Mr Khan had dissolved all party organisations in 2015 following complaints of massive rigging in the intra-party elections and in the light of recommendations of a two-member tribunal constituted under retired Justice Wajihuddin Ahmed to probe the charges of rigging and irregularities in the elections.
The tribunal had confirmed the rigging, recommended action against those responsible for it and even called for removal of some key office-bearers of the party, including secretary general Jahangir Tareen. But instead of implementing the tribunal’s recommendations, Mr Khan dissolved the tribunal. It created a rift between Mr Khan and Mr Wajihuddin, which ultimately led to the ouster of the latter from the party.
Then Mr Khan nominated Tasneem Noorani, a former government official, as election commissioner. But he resigned from the post in last March after developing differences with the PTI chief over the mode of election and other technical issues.
According to sources in the PTI, Mr Noorani was of the opinion that electoral contest should be held for every single office of the party but Mr Khan wanted some nominations as well.
Before appointment of Mr Swati as the party’s election commissioner, the PTI chief had nominated Senator Nauman Wazir on the post on a temporary basis. So Mr Swati is the fourth election commissioner nominated by Mr Khan during the last five years or so.
Dissident group’s reaction
Meanwhile, the PTI founders group, a breakaway faction of the party formed by its dissidents, has rejected the planned intra-party elections, saying that “it violates the party’s constitution” and terming it a “sham move aimed at perpetuating dictatorship in the party.”
After consulting other members of the group, its leader Akbar S. Babar said in a statement the “motley crowd” assembled in Islamabad to amend the PTI constitution was neither competent nor qualified to do so. He said the procedure announced by Imran Khan for holding intra-party elections and means adopted to amend the constitution were “illegal and a gross violation of the PTI constitution.”
“How can the intra-party elections be fair under Azam Swati who was accused of vote buying during the last intra-party elections, accusations which were verified by the two-member inquiry committee headed by retd Gen Ali Kuli Khan,” he said.

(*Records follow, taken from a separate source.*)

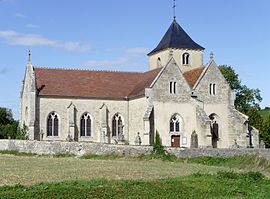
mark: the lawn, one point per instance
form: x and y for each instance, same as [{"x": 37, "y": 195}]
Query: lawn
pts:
[
  {"x": 32, "y": 176},
  {"x": 220, "y": 185}
]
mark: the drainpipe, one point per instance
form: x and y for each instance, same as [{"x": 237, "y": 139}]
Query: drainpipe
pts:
[
  {"x": 196, "y": 98},
  {"x": 127, "y": 137}
]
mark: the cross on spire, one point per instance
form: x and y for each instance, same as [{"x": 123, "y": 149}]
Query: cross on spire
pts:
[{"x": 174, "y": 9}]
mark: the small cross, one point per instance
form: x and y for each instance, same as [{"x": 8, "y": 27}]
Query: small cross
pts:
[
  {"x": 174, "y": 9},
  {"x": 29, "y": 56}
]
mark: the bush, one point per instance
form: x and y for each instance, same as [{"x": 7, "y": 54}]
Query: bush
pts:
[{"x": 159, "y": 151}]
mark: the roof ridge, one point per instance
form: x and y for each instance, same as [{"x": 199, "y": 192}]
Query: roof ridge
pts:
[{"x": 82, "y": 69}]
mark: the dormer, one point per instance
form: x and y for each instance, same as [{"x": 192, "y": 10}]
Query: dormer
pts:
[{"x": 177, "y": 43}]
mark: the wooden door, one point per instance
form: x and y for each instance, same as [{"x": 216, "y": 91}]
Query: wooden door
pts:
[{"x": 175, "y": 141}]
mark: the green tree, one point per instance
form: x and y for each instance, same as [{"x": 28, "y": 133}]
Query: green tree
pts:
[
  {"x": 265, "y": 134},
  {"x": 9, "y": 126},
  {"x": 246, "y": 98},
  {"x": 5, "y": 116}
]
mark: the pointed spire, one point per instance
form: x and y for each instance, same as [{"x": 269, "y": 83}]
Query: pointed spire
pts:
[
  {"x": 174, "y": 10},
  {"x": 29, "y": 56},
  {"x": 176, "y": 38},
  {"x": 211, "y": 55}
]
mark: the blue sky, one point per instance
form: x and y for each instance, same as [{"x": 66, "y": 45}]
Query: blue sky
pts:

Mr Babar said section XIII of the PTI constitution stated, “The constitution of the Party can only be amended by the National Council…provided that the proposed amendment is circulated amongst the members of the National Council fourteen days prior to the meeting.” No such method was adopted on Saturday while amending the constitution, he alleged.
Mr Babar, who has filed the foreign funding case over alleged corruption in the PTI and violation of political parties’ funding laws in the ECP, said an urgent meeting of the PTI founders group’s central committee had been convened to decide the legal and political course to be adopted to challenge the planned illegal elections and amendment to the party constitution.”
Meanwhile, an official handout issued by the PTI after the CEC meeting said the huddle exclusively deliberated upon the organisational and intra-party affairs and jointly approved a period of one month for intra-party elections.
PTI vice chairman Shah Mehmood Qureshi apprised the CEC about the proposed amendments to the constitution and the committee unanimously approved the amendments.